Often when the question arises as to how to choose a therapist, most people might look up the Yellow Pages or see an advertisement somewhere. However, there are a number of important things we suggest that might be important to consider when choosing a Counsellor or any therapist. For most people, the decision to make an appointment with a Counsellor is not a small one, and can often be confusing, with questions such as ‘Would I prefer a male or female, someone older or younger?’ and ‘Should I see a specialist?’ all adding to the confusion.
At The Change Room you have the advantage of making an appointment over the phone with the counsellor you will be working with. This can help you get a feel for the mood and the way in which a session will feel. You can talk directly to Glenn and discuss any concerns or ideas and negotiate therapy options before your first visit. Another advantage of this is the level of privacy you will receive. Sometimes the things that need to be talked about are extremely sensitive and privacy is essential. At The Change Room, privacy is made easy as there are no reception staff or busy public waiting rooms. You deal directly with Glenn from the first contact to the completion of any sessions and beyond.
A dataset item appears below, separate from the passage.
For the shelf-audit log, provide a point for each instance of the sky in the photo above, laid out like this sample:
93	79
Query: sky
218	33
Here are some things that might be useful for consideration
1. Qualifications and Professional Association Memberships.
Qualifications provide some measure of the level and type of training that a therapist brings. Professional Association Membership status can provide further indication as to the standard and type of assistance the therapist can offer. Also getting a feel for the guidelines can help to understand the minimum amount of continuing professional development and legal requirements needed for membership.
2. Experience and specialisations / interests.
It may be important to consider the level of experience of the counsellor you are considering and their particular specializations and interests. If the therapist offers treatments and has some interest and expertise for the difficulties you are experiencing, this can be a good starting point.
3. The “mood” or “attitude” of the clinic / service
It may also be important for you the client to assess the mood or the “attitude” of the service you are enquiring about. Often the way your enquiries are handled can be a fair reflection of the standard of service you might expect to receive. Counsellors are generally in the business of effective interactions and Glenn believes the service needs to reflect this, from your first phone or e-mail enquiry until the final contact and beyond and as written before, a trend from the most recent research strongly suggests that effective therapy has more to do with the effectiveness of the relationship between client and therapist, than expertise, training and experience.